Vietnam’s Tourism Sector Set For Record Year in 2025

Despite a string of devastating storms in the second half of the year, foreign tourist arrivals have risen by more than a fifth.

By Sebastian Strangio

December 19, 2025

https://thediplomat.com/2025/12/vietnams-tourism-sector-set-for-record-year-in-2025/

Vietnam is on track to receive a record high of 21 million foreign tourists this year, its Ministry of Culture, Sports, and Tourism said earlier this week, making it the fastest-growing tourist destination in Southeast Asia.

The Ministry said that the country had received more than 19 million international visitors in the first 11 months of 2025, representing a year-on-year increase of 20.9 percent. This put it on track to smash the previous record of 18 million set in 2019, the last full year before the COVID-19 pandemic.

On December 15, the country welcomed its 20 millionth international visitor at Phu Quoc International Airport in southern Vietnam, which state media described as “a historic milestone in the 65-year development of the country’s tourism sector.”

Since Vietnam fully reopened its tourism sector in March 2022, the industry has recovered strongly, with international arrivals climbing to 12.6 million in 2023 and then 17.6 million in 2024. The country recorded around 10 million international visitors in 2016. Some observers put the rapid growth down to the loosening of Vietnam’s visa policies and an increase in the number of nonstop flights to the country. According to the International Air Transport Association, Vietnam’s air transport market registered the highest growth rate amongst the top 10 markets in the Asia-Pacific region, expanding by 121 percent from 2014 to 2024.

Vietnam now ranks as the third-most-visited country in Southeast Asia, lagging behind only Malaysia, which welcomed around 25 million visitors in 2024, and Thailand (35 million). The health of Vietnam’s tourism industry stands in marked contrast to Thailand, Southeast Asia’s tourism leader, which has failed to return to its 2019 record of nearly 40 million international arrivals. The country welcomed 35.54 million foreign visitors last year, an increase of more than a quarter on 2023’s figures, but the recovery has stalled and gone into reverse in 2025.

For every month of the year bar January, Thailand has seen declines on the corresponding months in 2024, the steepest of which occurred in May, June, and July. In September, the government was forced to reduce its forecast for foreign tourist arrivals this year from 37 million to 33 million; this has since been further reduced to 32 million, which would represent a 9.8 percent decline from 2024.
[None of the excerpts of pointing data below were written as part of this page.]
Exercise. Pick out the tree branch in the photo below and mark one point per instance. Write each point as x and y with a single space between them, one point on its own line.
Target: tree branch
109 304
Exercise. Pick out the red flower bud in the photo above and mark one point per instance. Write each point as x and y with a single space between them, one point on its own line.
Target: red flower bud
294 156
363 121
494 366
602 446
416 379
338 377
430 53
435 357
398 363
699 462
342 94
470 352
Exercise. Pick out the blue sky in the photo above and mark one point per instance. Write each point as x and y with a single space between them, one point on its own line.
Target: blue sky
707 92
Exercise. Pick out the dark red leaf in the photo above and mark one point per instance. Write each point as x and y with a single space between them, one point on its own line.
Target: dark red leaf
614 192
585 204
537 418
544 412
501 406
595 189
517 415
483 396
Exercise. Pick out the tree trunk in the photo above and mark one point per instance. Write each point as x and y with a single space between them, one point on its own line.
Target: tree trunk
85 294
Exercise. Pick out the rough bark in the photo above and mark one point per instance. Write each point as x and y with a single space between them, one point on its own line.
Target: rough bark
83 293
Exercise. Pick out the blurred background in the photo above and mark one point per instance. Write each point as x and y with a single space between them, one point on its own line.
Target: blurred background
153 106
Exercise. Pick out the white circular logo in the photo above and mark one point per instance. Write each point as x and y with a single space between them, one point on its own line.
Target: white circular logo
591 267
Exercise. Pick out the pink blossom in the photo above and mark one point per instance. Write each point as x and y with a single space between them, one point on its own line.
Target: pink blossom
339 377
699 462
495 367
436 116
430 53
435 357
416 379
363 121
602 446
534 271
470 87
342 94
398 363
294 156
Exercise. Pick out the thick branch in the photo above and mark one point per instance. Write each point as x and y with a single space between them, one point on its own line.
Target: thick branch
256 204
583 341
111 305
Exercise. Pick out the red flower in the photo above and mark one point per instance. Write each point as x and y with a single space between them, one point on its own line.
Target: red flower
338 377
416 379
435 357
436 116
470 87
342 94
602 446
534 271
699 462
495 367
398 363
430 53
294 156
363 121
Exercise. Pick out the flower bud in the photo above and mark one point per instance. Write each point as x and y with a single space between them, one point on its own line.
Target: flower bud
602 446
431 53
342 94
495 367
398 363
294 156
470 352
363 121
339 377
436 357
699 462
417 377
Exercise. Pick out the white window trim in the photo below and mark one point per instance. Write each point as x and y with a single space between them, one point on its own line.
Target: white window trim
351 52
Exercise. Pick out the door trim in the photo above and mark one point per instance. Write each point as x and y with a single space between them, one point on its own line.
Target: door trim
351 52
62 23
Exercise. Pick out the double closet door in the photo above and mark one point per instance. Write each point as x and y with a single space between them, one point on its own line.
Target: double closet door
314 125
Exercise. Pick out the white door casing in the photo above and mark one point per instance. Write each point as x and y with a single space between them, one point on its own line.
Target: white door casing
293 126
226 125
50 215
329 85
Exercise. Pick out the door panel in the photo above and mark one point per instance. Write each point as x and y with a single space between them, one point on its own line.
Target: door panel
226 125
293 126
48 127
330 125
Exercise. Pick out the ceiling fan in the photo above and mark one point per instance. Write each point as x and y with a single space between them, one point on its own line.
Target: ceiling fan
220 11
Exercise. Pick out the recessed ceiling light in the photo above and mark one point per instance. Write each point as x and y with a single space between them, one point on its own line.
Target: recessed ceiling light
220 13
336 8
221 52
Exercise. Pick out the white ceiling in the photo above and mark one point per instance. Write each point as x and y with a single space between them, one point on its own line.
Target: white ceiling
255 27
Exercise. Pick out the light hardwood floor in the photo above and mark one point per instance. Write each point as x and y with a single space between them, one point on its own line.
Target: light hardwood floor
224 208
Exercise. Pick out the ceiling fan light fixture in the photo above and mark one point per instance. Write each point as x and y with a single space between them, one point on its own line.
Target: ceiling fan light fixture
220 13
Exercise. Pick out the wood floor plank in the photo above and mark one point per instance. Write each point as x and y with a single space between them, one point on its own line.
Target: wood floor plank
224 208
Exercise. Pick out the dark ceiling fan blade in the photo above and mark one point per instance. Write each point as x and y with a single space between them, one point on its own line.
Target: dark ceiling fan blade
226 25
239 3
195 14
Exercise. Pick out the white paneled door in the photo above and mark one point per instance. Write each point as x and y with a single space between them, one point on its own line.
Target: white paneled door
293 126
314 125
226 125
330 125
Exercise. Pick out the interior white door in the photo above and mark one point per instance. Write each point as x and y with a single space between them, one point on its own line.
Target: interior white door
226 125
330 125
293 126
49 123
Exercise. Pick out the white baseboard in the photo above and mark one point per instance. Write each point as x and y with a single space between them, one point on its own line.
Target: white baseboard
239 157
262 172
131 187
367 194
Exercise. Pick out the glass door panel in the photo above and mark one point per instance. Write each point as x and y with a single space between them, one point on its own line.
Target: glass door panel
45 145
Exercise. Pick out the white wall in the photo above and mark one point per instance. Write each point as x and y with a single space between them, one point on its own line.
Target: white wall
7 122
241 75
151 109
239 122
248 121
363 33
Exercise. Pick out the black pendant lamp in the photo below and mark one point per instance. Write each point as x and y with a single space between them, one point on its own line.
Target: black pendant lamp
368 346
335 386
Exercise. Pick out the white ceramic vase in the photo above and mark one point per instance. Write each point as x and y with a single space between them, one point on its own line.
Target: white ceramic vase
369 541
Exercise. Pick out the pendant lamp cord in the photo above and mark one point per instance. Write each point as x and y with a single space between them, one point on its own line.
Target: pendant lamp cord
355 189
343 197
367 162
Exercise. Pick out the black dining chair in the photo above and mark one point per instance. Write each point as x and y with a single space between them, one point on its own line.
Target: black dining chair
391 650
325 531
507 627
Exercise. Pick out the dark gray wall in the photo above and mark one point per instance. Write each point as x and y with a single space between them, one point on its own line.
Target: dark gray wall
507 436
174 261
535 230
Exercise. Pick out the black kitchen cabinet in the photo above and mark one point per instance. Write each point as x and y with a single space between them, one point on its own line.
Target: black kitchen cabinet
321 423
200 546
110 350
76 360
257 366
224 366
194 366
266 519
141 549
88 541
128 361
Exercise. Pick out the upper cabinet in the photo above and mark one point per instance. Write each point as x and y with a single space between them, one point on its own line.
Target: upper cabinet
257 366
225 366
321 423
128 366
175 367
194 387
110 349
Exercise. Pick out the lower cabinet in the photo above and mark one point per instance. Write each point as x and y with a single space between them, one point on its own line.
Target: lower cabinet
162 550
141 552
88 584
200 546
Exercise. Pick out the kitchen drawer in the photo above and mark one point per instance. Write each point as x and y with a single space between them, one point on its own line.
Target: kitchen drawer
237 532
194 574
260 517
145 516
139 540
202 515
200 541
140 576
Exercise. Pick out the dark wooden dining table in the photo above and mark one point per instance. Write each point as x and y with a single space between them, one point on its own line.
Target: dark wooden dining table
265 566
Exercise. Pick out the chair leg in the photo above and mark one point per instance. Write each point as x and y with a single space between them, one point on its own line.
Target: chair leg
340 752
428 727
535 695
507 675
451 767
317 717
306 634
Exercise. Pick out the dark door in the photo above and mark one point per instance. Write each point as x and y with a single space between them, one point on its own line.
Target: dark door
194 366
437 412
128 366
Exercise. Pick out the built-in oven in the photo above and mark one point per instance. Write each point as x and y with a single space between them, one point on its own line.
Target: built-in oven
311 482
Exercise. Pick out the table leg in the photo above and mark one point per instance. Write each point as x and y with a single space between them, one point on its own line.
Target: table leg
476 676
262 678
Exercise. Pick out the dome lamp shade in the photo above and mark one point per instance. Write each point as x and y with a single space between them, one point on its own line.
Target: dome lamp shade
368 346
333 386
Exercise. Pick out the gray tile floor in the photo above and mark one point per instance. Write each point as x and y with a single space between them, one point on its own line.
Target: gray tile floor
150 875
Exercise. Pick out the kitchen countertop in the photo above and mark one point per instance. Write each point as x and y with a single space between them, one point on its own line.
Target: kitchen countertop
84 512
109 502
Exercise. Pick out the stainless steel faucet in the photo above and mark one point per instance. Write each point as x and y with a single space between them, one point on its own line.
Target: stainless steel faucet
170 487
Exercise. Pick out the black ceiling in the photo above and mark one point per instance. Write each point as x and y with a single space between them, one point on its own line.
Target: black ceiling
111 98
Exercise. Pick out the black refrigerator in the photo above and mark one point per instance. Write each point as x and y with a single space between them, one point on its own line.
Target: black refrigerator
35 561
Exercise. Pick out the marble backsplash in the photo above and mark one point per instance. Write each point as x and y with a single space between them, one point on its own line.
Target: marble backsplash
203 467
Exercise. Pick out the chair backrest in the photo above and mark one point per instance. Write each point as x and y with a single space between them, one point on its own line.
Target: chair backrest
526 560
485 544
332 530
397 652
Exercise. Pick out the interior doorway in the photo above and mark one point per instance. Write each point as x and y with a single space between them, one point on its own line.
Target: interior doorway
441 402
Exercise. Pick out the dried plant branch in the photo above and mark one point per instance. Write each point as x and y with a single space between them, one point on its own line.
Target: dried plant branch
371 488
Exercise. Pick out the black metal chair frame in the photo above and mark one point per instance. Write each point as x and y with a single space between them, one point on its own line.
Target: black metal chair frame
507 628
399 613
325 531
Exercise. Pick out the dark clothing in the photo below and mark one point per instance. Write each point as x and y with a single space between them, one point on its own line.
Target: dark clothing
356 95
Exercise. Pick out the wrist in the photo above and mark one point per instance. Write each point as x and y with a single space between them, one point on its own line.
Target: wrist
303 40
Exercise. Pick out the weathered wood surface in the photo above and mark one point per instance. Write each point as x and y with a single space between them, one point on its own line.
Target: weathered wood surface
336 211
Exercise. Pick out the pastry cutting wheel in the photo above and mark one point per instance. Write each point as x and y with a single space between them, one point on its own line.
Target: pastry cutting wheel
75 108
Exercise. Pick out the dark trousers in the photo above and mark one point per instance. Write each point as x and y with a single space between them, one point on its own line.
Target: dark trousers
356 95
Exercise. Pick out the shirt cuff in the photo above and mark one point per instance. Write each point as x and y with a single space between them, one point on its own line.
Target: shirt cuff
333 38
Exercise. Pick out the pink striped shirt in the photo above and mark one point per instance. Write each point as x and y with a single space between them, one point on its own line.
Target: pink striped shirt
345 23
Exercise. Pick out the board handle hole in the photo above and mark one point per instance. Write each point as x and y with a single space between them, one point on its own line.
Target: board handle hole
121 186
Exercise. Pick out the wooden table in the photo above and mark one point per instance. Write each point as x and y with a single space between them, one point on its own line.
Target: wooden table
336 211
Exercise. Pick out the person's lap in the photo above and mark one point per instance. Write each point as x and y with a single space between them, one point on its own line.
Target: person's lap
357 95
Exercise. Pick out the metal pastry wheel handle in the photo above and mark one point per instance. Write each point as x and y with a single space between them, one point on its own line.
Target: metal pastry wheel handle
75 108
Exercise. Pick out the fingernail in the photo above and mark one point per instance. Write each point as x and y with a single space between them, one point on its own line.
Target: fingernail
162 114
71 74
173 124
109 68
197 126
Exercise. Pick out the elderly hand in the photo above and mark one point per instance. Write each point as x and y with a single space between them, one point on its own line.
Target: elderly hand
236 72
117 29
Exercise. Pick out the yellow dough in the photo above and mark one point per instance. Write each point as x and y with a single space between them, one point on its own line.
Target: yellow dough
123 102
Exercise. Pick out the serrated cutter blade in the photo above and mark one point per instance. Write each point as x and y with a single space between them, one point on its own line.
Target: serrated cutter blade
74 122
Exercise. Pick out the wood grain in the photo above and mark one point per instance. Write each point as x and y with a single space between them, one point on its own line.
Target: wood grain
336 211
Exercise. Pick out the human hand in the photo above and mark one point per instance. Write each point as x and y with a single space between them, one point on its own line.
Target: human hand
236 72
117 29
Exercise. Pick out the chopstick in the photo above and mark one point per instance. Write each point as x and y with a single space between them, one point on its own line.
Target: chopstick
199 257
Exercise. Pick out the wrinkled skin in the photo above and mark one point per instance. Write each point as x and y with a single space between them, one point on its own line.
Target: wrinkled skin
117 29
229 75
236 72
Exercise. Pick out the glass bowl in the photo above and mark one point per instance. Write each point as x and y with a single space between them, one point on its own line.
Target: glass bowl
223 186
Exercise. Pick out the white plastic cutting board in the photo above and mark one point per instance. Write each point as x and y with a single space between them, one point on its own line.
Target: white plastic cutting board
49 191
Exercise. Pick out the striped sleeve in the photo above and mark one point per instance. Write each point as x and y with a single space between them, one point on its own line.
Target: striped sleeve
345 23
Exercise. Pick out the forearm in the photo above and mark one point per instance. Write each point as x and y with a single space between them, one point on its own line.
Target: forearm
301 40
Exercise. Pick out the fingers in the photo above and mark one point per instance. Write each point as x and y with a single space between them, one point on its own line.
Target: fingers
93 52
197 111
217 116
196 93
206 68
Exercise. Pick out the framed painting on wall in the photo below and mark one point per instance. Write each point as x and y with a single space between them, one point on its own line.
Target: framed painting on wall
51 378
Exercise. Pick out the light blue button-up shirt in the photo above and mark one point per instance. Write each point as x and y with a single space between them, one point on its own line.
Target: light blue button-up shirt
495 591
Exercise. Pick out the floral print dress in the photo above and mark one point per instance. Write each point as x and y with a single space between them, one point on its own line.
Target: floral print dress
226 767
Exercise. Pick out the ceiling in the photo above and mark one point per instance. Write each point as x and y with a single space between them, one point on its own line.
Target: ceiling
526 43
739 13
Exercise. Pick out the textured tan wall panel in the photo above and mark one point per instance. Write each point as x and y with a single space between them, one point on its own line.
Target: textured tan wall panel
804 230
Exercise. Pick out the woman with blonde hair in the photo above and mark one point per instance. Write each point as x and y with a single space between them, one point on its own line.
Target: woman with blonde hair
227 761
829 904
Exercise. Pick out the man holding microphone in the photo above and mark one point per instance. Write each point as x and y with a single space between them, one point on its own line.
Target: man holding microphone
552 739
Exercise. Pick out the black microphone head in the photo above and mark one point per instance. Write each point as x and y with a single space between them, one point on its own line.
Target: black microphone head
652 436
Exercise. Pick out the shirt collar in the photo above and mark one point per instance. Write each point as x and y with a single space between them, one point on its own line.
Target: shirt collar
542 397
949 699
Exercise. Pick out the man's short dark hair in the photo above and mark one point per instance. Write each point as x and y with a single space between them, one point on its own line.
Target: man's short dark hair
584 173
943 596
There are a number of possible reasons for the shortfall. Back in August, I noted the growing safety concerns of foreign visitors after a horrific incident in which two Malaysian tourists were set on fire in downtown Bangkok, a story that has gained widespread international coverage. Relatedly, Thailand has also been associated with online scamming operations following the high-profile kidnapping in January of the Chinese actor Wang Xing, who was later rescued from a scamming center in Myanmar. The border dispute with Cambodia has also likely helped depress visitor numbers.

According to a report this week by Khaosod English, the Tourism Authority of Thailand attributes the drop to the flooding that has hit the country’s southern provinces during peak tourism season and the ongoing tensions with Cambodia.

“Given the overall negative circumstances that have occurred, having foreign tourist arrivals exceed 30 million is already an excellent figure,” said TAT Governor Thapanee Kiatphaibool, Khaosod reported.